Amelia Pond: She’s out.
D: And she left you all alone?
AP: I’m not scared.
D: Course you’re not. You’re not scared of anything. Box falls out of the sky, man falls out of a box, man eats fish custard and look at you. Just sitting there. So you know what I think?
D: Must be hell of a scary crack in your wall.
Argh, the brilliance. I read a sequence like that and I know I will write forever and never be as good as I want to be.
Why I think it’s so good:
Firstly, his triplet about the box, the man and the fish custard is hilarious. It sums up the whole scene so far, it sums up his character and it puts he and Amelia on a particular footing. It heightens the fairy-tale feel of the new-era Doctor Who. It emphasises the alien-ness of the Doctor and the ballsy spirit of Amelia Pond. It makes you laugh.

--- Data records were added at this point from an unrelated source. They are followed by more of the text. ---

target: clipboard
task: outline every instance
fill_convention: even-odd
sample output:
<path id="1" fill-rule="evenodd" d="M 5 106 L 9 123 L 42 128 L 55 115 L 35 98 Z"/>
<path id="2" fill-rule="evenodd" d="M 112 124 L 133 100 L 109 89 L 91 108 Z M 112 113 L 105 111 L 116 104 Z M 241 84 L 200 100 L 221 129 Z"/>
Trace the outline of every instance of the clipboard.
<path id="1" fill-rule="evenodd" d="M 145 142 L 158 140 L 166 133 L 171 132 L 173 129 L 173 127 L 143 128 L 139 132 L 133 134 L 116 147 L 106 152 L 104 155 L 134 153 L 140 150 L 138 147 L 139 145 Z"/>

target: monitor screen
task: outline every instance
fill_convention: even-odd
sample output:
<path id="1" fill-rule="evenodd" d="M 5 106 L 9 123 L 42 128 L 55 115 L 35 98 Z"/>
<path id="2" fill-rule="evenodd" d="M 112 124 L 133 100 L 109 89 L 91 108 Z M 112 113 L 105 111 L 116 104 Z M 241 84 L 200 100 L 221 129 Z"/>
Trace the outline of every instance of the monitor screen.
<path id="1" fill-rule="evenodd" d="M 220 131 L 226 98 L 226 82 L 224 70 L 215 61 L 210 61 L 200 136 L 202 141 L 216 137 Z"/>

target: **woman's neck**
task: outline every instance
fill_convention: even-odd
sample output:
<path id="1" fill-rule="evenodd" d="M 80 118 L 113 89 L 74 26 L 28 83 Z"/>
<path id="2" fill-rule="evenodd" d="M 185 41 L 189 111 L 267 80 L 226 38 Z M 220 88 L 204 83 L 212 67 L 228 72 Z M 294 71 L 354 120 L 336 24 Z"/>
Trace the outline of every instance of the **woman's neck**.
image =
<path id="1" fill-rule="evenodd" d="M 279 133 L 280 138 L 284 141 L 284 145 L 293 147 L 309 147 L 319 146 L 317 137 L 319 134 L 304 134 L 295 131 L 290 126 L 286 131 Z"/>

Secondly – and I cannot emphasise enough how good this is – the light-hearted chat has been working all that time on another level, that pays off with the line “Must be hell of a scary crack in your wall”. See, the Doctor could have just said that straight off. He could have gone on about how bad and terrible the crack is, what it is, why it’s scary. Instead, he has already established beyond doubt that Amelia Pond is no ordinary girl, that she doesn’t scare easily. Then leaves it up to the audience to imagine how bad it would have to be, to scare her.
The old “what you can imagine is worse than what I can show you” chestnut.

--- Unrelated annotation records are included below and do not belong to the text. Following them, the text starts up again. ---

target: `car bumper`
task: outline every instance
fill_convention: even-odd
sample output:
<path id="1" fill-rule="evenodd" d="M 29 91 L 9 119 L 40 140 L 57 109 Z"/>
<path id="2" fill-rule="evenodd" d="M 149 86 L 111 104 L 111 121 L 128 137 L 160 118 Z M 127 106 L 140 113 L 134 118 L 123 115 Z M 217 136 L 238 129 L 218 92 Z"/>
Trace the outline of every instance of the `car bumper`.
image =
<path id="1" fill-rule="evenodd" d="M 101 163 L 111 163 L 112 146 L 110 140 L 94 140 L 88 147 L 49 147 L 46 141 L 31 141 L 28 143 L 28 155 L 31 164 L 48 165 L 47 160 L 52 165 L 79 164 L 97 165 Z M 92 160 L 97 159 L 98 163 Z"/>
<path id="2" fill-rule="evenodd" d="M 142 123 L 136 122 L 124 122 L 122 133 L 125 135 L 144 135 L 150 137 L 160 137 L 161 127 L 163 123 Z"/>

It doesn’t only work on that level, either. It shows you how clever he is – how not only the dialogue, but also the Doctor, is working on more than one level all the time. He’s befriending Amelia, putting her at her ease, finding out information he needs to know, and at the same time he’s looking for this – for signs of how serious the situation actually is, beyond what can be said directly about it. It creates complexity and depth of character.

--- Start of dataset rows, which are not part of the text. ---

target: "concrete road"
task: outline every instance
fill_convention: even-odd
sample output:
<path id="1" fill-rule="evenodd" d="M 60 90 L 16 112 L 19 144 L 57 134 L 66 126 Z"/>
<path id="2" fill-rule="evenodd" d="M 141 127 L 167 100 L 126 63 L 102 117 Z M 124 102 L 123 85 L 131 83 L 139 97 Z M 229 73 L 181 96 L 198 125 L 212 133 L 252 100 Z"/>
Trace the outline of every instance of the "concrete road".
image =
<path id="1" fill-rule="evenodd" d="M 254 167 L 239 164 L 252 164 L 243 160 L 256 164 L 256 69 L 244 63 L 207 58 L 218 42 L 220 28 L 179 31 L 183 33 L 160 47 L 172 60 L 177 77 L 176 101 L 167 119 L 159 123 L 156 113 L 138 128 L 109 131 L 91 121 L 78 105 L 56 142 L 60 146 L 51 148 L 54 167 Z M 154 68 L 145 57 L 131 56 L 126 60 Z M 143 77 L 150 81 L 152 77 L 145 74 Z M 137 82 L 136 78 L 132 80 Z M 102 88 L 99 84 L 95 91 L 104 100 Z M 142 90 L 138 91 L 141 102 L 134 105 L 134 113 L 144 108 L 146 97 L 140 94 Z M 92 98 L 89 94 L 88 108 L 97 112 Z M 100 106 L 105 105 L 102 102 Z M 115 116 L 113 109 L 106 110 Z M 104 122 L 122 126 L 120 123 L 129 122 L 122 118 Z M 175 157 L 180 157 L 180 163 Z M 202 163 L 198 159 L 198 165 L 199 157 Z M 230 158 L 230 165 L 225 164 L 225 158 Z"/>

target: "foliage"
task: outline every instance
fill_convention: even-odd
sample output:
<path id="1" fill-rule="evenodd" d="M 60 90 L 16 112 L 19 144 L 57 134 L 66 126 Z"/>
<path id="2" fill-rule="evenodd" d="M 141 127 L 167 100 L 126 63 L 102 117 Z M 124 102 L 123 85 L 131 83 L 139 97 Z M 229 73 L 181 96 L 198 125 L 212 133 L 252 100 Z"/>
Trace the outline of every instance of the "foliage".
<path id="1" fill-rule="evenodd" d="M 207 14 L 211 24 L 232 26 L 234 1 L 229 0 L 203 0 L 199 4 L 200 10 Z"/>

Lastly (probably not lastly, really. This dialogue is infinitely good) all the questions in this dialogue are vitally important for the overarching plot of the season. There’s something that’s not quite right about Amelia Pond, and it’s all here in this dialogue. You realise only in the last episode of the season that the Doctor was working on a third level in this dialogue the whole time, asking apparently harmless questions and drawing conclusions from their answers far beyond what we hear.
Add to this Matt Smith eating custard off a fish finger, and you have a scene so good it makes me fizz.